A court’s decision denying summary judgment on the defense of qualified immunity is considered to be a final judgment.  It can be appealed immediately to the extent that the denial turns on an issue of law. However, an appellate court doesn’t have jurisdiction to review that decision if an interlocutory (or interim decision before the case is concluded) appeal turns on issues of fact. The Third Circuit recently looked at this issue in the context of a terminated government employee and the defense of qualified immunity.

Richard Wren, who was employed as the Director of Veterans’ Affairs of Luzerne County since 2005, was fired in September 2009 by the votes of County Commissioners Petrilla and Urban ("the Commissioners"). Wren brought this action against, among others, the Commissioners alleging that he was unlawfully terminated in violation of his First Amendment rights. The commissioners appealed the District Court’s partial denial of their motion for summary judgment.  They argued that the United States Court of Appeals had appellate jurisdiction over this interlocutory matter and that they are entitled to qualified immunity. 

Circuit Judge Dolores Korman Sloviter, who wrote the opinion in this case, stated that the United States Supreme Court’s line of decisions established that dismissals on the basis of political association are a violation of the First Amendment; however, there is an exception for the dismissal of an employee who held a “policymaking” position.  Even so, that exception is a narrow one. 
The exception applies when “the hiring authority can demonstrate that party affiliation is an appropriate requirement for the effective performance of the public office involved." In the qualified immunity context, that showing was contingent on whether a reasonable official, in the same position, would have been aware that his or her actions violated a clear constitutional right. The determination is fact-specific and depends on if the right at issue was clearly established. The parties here disputed whether Wren’s constitutional right was clearly established. The District Court partly denied the County’s motion for summary judgment on the ground that material facts were in dispute, and it couldn’t be said—as a matter of law—that the position of Director of Veterans’ Affairs was one for which political affiliation was an appropriate requirement. 
As Director of Veterans’ Affairs, Wren was responsible for the management of the veterans’ affairs office, ensuring compliance with federal, state, and county veterans’ benefits, supervising the processing of applications for benefits, attending meetings and conferences on veterans’ benefits, visiting veterans’ medical hospitals and nursing homes, and ordering flags for distribution to county veterans’ organizations for placement on veterans’ gravesites.
Judge Sloviter wrote that in its past decisions it had held that testimony by the relevant hiring authority that political affiliation was not an appropriate requirement for a particular office was evidence probative of whether the authority can make the showing required.

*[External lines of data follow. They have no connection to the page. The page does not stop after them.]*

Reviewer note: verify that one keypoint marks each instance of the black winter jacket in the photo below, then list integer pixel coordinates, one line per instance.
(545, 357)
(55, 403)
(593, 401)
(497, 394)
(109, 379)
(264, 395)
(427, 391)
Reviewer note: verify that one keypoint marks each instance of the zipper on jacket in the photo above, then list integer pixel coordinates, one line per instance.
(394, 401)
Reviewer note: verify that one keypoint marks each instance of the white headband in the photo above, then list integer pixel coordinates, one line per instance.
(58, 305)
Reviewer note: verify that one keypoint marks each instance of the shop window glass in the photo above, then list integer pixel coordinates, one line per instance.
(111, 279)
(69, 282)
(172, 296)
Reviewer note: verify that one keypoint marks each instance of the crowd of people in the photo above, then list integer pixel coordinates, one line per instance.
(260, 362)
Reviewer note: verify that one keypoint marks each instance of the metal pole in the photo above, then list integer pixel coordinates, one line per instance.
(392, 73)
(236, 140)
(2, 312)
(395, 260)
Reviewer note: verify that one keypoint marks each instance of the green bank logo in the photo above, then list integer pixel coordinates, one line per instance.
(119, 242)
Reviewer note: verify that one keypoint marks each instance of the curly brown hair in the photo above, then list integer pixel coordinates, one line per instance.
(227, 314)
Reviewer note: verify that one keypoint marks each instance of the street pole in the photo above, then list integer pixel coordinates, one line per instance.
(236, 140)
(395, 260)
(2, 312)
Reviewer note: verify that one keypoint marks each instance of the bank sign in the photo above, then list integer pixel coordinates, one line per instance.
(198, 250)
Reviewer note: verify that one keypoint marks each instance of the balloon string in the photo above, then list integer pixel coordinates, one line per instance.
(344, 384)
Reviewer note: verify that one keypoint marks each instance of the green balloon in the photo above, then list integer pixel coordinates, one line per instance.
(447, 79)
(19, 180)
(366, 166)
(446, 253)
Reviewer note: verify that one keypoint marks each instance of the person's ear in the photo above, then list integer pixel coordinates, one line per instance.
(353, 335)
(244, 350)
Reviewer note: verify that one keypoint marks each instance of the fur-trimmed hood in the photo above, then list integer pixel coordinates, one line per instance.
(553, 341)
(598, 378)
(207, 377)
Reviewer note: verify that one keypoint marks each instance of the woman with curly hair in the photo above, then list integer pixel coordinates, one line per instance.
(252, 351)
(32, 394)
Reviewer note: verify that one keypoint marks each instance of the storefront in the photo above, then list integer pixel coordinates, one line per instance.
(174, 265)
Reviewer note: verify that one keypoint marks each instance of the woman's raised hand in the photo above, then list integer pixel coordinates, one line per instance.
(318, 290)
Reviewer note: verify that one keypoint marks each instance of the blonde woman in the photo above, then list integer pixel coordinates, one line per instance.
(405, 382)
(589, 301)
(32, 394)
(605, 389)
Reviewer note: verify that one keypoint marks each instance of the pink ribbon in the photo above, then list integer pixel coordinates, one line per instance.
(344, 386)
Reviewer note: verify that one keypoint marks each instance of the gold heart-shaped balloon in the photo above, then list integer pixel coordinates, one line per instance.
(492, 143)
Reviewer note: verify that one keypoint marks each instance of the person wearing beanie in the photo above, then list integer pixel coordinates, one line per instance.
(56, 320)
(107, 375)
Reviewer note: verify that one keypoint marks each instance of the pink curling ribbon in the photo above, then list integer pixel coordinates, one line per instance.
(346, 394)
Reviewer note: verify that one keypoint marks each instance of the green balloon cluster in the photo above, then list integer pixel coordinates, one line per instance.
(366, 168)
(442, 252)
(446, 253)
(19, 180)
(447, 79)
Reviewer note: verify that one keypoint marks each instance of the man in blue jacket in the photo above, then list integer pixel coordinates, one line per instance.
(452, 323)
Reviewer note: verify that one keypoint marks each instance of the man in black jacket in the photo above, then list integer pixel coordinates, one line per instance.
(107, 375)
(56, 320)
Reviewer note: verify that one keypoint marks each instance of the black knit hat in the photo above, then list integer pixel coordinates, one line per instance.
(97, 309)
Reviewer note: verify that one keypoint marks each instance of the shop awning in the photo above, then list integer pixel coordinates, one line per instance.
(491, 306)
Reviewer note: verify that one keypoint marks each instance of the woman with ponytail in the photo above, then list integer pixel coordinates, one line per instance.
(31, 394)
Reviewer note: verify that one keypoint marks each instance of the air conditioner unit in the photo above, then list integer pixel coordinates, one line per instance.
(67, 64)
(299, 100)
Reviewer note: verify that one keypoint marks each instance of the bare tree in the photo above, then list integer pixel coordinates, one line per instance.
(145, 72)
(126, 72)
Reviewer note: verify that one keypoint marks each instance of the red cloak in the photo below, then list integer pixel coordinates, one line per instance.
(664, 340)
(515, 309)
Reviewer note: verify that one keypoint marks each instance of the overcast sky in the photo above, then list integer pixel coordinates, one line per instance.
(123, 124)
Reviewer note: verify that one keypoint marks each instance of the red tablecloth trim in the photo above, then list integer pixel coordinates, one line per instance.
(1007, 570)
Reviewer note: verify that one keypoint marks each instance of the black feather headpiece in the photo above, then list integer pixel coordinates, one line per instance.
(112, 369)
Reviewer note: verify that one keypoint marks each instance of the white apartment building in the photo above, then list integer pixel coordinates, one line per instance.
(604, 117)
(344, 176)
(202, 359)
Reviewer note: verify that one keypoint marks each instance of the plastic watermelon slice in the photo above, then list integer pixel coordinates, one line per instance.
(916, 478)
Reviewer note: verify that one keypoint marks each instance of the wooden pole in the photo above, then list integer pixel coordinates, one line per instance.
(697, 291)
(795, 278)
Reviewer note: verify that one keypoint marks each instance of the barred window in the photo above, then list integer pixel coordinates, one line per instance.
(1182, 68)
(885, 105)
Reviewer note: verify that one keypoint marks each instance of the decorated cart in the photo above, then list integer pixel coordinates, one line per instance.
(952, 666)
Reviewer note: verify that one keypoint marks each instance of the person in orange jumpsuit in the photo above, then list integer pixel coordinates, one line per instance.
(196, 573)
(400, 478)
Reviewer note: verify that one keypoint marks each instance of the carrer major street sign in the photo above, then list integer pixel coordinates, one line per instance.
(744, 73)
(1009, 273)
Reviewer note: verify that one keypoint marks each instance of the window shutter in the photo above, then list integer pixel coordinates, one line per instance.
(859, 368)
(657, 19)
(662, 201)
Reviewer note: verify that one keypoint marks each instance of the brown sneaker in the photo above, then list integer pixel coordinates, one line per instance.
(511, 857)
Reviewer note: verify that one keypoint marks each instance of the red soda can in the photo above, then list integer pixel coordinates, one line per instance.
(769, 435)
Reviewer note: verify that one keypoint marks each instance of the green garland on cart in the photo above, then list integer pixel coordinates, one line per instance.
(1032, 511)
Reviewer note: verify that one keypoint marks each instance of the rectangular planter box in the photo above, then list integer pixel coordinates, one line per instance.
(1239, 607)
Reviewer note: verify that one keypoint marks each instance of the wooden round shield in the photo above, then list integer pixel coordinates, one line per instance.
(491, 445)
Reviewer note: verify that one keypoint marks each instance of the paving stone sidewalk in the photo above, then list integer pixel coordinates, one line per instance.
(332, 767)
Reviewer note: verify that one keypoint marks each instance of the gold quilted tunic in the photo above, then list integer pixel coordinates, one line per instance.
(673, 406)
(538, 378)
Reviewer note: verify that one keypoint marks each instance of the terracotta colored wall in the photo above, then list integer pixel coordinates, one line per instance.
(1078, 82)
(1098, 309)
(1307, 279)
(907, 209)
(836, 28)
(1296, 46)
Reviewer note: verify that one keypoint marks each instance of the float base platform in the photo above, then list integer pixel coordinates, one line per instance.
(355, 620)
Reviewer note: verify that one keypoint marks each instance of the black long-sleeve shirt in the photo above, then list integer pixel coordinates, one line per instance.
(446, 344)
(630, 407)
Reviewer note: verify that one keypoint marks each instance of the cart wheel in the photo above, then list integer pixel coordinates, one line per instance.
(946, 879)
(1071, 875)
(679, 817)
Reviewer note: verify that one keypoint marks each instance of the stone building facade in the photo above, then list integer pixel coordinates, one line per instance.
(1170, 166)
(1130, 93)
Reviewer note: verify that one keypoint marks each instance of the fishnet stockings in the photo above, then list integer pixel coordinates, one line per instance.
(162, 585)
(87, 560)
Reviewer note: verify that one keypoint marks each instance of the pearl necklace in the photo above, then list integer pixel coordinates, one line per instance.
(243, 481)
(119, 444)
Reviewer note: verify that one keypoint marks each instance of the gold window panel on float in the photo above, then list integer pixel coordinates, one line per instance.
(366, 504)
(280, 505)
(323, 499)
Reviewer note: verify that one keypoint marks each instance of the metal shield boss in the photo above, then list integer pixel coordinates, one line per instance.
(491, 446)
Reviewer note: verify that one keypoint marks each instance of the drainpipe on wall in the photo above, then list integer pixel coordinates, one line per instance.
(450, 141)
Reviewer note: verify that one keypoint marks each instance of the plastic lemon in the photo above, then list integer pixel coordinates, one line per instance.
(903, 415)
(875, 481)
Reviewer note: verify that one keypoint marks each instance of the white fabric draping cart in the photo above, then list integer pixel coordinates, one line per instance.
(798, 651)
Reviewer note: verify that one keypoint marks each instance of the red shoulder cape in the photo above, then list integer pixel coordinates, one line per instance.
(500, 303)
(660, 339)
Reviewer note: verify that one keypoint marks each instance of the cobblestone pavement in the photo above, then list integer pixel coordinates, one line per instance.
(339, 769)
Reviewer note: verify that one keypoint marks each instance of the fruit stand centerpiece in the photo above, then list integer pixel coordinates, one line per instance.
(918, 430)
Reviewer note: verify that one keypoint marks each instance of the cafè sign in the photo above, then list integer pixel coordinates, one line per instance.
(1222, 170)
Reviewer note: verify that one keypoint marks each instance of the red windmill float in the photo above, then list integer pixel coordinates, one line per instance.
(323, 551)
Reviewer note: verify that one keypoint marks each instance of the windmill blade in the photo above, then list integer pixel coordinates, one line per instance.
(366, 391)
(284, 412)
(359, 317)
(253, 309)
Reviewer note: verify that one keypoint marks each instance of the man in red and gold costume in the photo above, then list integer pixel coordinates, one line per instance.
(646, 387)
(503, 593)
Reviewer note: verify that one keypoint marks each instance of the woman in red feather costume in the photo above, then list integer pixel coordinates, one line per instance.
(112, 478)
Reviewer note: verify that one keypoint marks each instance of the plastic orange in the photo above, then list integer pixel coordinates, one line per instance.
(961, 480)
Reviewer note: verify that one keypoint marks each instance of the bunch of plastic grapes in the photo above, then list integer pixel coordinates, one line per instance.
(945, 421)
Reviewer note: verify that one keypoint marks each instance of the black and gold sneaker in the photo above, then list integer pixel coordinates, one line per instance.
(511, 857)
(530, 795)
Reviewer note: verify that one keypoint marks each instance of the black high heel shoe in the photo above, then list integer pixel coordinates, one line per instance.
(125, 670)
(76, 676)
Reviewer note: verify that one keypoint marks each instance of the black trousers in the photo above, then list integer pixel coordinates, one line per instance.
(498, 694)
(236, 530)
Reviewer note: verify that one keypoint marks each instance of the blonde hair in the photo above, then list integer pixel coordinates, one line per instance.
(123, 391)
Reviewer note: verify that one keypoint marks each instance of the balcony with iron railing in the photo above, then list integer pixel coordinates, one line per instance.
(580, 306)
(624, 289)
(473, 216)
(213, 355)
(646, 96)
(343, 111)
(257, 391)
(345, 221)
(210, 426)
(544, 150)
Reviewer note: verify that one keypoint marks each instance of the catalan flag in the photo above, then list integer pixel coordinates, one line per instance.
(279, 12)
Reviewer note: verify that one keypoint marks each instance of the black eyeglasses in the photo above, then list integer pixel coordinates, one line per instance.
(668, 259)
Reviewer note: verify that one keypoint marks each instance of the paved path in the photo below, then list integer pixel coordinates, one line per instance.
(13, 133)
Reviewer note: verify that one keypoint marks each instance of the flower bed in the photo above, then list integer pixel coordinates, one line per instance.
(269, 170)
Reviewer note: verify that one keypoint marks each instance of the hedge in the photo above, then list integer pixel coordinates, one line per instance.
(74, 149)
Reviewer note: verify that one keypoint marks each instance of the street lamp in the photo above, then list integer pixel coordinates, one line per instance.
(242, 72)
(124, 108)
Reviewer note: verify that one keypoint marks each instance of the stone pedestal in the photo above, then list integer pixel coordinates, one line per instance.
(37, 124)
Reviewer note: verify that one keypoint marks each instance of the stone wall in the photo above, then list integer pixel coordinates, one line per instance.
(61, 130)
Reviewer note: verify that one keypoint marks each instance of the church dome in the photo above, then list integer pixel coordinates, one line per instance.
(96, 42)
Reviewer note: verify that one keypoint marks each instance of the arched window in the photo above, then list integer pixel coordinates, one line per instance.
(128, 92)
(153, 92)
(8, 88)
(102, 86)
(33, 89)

Here, the Commissioners testified that they didn’t believe political affiliation was an appropriate requirement for Wren’s position.  Further, none of the Commissioners testified otherwise, a fact the District Court found compelling. Although Wren advised the County Commissioners concerning veterans’ issues, which may be considered a political function, he had no input into decisions to hire or fire employees in his office. This, Judge Sloviter said, suggested a limited scope of authority. In light of the record, the Third Circuit held as matter of law that the position of Director of Veterans’ Affairs fell within the exception set out by the U.S. Supreme Court. Because it didn’t have an undisputed record of what Wren did in his position, the Third Circuit agreed with the District Court that the case was not appropriate for summary judgment at that time.
The Commissioners argued that the case was controlled by Waskovich v. Morgano (3d Cir. 1993), where the Court of Appeals found that the position of Director of Veterans’ Administrative Services for the State of New Jersey fell within the exception. However, the Third Circuit agreed with the District Court in that the facts in Waskovich differed a great deal from Wren’s situation. Waskovich had significant policymaking authority in his position, and was involved in policy matters on a day-to-day basis. The degree to which Wren was involved in policymaking on a day-to-day basis was in dispute. Despite the superficial similarity in that Wren like Waskovich, “orchestrate[d] the provision of veterans’ services,” Judge Sloviter said that the scope of Wren’s responsibility appeared much narrower and more administrative in character than the scope of Waskovich’s responsibilities.
Because reviewing the District Court’s partial denial of the motion for summary judgment turned on disputed issues of fact instead of law, the Third Circuit was without jurisdiction and the appeal was dismissed. Wren v. County of Luzerne, — Fed.Appx. —-, 2013 WL 6511509 (C.A.3 (Pa.) December 13, 2013).